Saya suka membeli minyak goreng di Alfamart atau di Indomaret. Kedua minimarket ini sudah dikenal di pelosok negeri. Sambil berbelanja kebutuhan kecil lain di kedua minimarket ini, saya biasanya menyempatkan diri melihat rak minyak goreng kemasan yang didiskon.
Di rak Alfamart dan Indomaret, seperti biasa berjejer merk minyak goreng. Ada Bimoli, Fortuner, Sania, Sanco, Filma, Kunci Mas, Forvita dan merk Alfamart sendiri. Bulan Oktober tahun 2021 lalu harganya masih berada di kisaran Rp 26.000 - Rp 28.000 per 2 liter. Jika ada diskon bisa di angka Rp. 24.000 - Rp 25.500 per 2 liter. Berarti saat itu harganya per liter berkisar Rp 12.000 - Rp 13.000.
Biasanya saya membeli minyak goreng  2 liter perminggu yang harganya didiskon dengan merk apa saja. Dalam benak saya, semua minyak goreng isinya sama walaupun beda merk. Mungkin kualitasnya beda tipis tetapi semuanya dibuat dari kelapa sawit. Jadi mata saya sedikit melotot jika melihat harga minyak goreng di rak yang didiskon. Ketika ketemu yang didiskon, tangan ini langsung menyambar apapun merknya.

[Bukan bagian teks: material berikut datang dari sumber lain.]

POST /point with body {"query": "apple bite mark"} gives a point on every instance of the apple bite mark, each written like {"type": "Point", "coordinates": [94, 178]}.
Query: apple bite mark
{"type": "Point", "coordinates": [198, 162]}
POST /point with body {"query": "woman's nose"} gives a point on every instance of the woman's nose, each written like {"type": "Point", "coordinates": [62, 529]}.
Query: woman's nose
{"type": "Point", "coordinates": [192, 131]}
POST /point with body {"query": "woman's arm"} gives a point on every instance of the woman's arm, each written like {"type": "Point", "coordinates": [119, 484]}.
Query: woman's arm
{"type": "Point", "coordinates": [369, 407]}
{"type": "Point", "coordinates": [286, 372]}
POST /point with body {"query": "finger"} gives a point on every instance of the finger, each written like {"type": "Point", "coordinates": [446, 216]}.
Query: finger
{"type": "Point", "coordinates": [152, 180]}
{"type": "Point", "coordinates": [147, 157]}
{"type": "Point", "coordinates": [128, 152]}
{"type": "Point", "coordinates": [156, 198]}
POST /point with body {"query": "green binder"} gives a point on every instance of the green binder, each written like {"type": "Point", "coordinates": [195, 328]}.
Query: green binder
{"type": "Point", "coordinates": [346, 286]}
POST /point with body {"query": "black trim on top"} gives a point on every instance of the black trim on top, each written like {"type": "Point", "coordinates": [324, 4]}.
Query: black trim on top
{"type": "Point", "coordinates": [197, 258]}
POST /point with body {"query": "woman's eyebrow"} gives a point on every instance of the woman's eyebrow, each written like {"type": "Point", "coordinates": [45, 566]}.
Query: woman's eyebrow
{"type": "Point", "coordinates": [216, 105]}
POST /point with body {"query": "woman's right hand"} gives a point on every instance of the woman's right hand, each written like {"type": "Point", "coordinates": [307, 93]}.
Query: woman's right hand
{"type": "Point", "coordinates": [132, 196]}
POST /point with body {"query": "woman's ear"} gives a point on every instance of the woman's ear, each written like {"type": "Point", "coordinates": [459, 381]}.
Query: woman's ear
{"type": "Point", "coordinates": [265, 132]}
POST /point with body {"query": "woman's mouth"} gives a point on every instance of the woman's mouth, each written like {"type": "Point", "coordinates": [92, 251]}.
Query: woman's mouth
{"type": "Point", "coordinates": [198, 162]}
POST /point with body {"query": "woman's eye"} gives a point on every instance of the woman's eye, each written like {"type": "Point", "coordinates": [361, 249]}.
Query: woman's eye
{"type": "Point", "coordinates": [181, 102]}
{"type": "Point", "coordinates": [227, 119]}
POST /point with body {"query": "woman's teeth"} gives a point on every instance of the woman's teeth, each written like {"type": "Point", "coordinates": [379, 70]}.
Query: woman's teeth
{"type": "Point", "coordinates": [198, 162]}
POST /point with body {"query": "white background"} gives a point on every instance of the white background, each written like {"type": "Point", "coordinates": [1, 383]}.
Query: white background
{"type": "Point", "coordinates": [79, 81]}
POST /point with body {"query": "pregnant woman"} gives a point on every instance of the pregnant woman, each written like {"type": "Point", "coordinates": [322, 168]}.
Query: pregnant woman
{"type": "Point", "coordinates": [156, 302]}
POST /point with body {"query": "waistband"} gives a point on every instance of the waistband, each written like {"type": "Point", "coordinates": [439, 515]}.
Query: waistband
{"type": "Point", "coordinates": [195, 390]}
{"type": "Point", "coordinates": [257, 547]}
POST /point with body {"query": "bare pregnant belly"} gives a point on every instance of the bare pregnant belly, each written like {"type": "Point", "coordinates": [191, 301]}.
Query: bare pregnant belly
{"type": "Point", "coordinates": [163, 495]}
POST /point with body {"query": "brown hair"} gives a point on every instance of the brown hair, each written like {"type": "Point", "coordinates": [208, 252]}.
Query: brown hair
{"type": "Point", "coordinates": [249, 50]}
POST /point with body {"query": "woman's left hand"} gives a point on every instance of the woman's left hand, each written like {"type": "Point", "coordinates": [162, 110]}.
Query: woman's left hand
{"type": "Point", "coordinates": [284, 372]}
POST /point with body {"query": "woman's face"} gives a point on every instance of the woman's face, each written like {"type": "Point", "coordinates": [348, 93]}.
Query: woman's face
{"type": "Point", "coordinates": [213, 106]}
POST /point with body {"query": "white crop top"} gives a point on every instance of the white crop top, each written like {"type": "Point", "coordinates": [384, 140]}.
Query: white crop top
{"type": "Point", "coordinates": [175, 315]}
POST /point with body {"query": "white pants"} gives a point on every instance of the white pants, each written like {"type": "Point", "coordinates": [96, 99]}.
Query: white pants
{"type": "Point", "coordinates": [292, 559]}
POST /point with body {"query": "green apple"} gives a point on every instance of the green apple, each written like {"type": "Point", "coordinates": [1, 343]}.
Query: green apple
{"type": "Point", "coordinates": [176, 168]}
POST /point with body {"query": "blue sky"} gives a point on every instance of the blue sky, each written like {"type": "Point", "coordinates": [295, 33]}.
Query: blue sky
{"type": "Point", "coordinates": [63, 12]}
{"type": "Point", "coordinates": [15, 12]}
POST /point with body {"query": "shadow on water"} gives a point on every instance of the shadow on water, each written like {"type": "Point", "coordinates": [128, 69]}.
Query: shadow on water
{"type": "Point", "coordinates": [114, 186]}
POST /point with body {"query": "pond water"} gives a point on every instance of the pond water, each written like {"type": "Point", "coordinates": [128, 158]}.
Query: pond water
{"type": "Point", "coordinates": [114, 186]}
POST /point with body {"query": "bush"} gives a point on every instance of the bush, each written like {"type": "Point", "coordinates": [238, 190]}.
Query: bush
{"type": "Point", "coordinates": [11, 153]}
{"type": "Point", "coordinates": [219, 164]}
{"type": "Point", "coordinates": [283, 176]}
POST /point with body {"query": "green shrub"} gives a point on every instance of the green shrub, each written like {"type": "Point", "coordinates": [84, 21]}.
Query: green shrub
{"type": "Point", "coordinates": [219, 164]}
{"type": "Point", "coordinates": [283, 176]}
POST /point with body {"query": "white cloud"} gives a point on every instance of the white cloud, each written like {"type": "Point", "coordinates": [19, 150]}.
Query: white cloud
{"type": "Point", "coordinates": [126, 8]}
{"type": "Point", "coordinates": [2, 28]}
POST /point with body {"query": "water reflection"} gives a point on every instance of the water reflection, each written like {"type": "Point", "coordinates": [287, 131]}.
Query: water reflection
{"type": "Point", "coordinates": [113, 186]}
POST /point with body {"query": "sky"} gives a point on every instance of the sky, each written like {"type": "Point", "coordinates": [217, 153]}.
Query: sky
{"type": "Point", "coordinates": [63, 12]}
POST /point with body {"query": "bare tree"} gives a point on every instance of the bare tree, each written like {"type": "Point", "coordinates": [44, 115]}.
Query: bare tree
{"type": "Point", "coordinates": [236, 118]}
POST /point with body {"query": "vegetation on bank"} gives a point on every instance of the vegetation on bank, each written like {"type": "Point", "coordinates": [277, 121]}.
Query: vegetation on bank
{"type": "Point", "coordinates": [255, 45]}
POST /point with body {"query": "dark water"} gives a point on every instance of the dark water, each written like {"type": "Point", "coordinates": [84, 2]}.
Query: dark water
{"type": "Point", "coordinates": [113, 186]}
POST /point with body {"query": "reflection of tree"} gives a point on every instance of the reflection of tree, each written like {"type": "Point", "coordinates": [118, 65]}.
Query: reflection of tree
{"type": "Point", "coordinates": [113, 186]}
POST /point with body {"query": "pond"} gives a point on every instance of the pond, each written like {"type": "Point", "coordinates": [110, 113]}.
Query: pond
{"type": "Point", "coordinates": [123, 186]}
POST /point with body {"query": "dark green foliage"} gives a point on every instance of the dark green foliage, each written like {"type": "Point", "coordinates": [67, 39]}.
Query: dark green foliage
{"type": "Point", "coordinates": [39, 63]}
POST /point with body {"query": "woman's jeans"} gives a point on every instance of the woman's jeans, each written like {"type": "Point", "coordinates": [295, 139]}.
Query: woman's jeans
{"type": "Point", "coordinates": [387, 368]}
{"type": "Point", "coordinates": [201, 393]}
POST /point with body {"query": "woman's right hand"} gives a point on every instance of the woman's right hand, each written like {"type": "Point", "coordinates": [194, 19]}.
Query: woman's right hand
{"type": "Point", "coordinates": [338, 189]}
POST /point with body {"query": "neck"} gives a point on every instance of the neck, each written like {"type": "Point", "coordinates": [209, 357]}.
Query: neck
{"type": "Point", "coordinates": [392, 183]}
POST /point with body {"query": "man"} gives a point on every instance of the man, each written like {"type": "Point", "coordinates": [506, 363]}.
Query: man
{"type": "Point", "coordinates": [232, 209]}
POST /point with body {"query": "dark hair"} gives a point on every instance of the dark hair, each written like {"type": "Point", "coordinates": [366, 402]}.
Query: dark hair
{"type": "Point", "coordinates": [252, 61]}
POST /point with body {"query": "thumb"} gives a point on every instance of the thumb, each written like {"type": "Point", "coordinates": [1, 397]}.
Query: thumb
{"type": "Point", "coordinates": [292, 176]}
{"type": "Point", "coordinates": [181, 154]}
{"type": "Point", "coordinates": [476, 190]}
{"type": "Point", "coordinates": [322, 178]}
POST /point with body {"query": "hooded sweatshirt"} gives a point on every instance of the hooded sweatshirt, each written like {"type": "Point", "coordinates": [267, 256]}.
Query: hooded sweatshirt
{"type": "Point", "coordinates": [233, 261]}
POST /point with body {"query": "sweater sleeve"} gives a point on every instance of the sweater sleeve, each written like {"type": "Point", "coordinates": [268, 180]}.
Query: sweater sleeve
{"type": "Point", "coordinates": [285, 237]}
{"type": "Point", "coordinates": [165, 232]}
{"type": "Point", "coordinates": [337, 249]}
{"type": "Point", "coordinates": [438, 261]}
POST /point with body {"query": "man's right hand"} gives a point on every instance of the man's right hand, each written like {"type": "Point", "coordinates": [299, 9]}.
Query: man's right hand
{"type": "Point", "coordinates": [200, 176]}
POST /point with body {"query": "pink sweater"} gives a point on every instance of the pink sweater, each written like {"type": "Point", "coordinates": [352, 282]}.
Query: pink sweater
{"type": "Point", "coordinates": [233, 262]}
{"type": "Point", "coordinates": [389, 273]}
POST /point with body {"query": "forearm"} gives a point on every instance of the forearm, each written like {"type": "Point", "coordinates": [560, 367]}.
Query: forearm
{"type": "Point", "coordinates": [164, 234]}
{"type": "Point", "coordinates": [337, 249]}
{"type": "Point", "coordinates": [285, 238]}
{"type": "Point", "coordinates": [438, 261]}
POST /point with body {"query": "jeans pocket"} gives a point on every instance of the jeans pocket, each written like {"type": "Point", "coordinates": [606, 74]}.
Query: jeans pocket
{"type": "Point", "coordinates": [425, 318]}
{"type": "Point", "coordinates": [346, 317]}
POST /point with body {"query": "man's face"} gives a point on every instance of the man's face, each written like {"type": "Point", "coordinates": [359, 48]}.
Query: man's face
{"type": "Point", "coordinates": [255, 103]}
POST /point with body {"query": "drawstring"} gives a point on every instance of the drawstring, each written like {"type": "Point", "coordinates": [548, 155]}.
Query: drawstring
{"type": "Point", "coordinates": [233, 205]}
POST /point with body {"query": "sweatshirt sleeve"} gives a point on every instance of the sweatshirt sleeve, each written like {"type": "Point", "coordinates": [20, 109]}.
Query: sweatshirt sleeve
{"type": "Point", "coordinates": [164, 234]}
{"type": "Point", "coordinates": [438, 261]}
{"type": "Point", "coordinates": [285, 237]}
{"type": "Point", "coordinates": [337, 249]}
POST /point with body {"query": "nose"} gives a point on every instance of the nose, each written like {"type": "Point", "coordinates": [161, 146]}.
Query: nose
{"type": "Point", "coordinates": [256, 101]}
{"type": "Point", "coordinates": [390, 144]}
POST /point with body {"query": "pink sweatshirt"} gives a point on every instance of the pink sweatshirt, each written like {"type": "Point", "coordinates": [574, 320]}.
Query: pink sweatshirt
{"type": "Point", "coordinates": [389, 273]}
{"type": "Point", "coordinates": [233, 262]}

Kadang saya ketawa sendiri, kok tangan saya otomatis mencari yang didiskon ya. Kalau tidak didiskon, tangan ini agak berat. Apalagi ada yang didiskon tetapi sudah diborong oleh emak-emak yang lain yang tadi berpapasan di pintu keluar. Padahal bedanya cuma seribu sampai dua ribu perak. Tetapi begitulah. Namanya manusia. Suka yang diskon.
Ketika memasuki bulan November tahun 2021, saya kembali melirik rak minyak goreng. Astaga harganya sudah mencapai Rp 32.000 - Rp 35.000 per 2 liter atau Rp 16.000-18.000 per liter. Saya berguman dalam hati: "Tumben kok minyak goreng naik besar ya. Siapa yang bermain. Apakah minimarket ini ikut bermain?" Tetapi toh karena saya hanya butuh 2 liter per minggu, jadi tidak masalah.
Memasuki akhir tahun 2021, ternyata harga minyak goreng terus melambung, melewati harga Rp 18.000 per liter atau Rp 36.000 - Rp 38.000 per 2 liter. Dan di awal tahun 2022, harganya tetap tinggi dan malah semakin  melambung tinggi sehingga membuat heboh seluruh tanah air terutama emak-emak. Para tukang goreng tahu tempe di pinggir jalan juga ikut berteriak.
Seperti biasa saya googling penyebab naiknya harganya minyak goreng. Ternyata di pasar dunia harga CPO sebagai bahan baku minyak goreng sudah melambung di pasar global. Selain harga CPO globar yang mencapi US$1,400 per MT, dampak penerapan program biodesel B30 dan penurunan panen sawit yang mencapai 10 persen di dunia, juga mengerek harga di pasar global.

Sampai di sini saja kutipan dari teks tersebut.